Ingredients

  • 4 tablespoons extra-virgin olive oil
  • 1 medium onion, finely chopped
  • 3 cloves garlic, minced
  • 1 pound ground turkey
  • 1 teaspoon dried oregano
  • 1 teaspoon fennel seeds
  • 1 28-ounce can plum tomatoes
  • Salt and freshly ground black pepper
  • Pinch of hot red pepper flakes
  • 2 tablespoons chopped Italian parsley
  • Nutritional Information
    • Nutritional analysis per serving (4 servings)

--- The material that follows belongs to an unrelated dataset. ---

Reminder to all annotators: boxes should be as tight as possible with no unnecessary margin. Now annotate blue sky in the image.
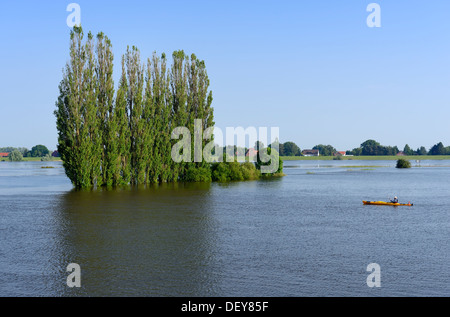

      342 calories; 22 grams fat; 4 grams saturated fat; 0 grams trans fat; 12 grams monounsaturated fat; 4 grams polyunsaturated fat; 12 grams carbohydrates; 3 grams dietary fiber; 6 grams sugars; 24 grams protein; 78 milligrams cholesterol; 122 milligrams sodium

    • Note: Nutrient information is not available for all ingredients. Amount is based on available data.

4 servings

Preparation

  1. Heat the oil in a heavy skillet. Add the onion and saute until soft and barely beginning to brown. Add the garlic and stir.
  2. Add the turkey and cook over medium heat, stirring, until the meat is uniformly broken up and loses its color. Stir in the oregano and fennel.
  3. Drain the tomatoes, reserving the juice. Break them up and add to the turkey. Bring to a simmer and cook, stirring from time to time, for about 20 minutes, until the sauce has thickened. Season to taste with salt, pepper and hot pepper flakes.
  4. Before serving, reheat the sauce, adding a little of the reserved juice if the sauce is too thick. Sprinkle with parsley.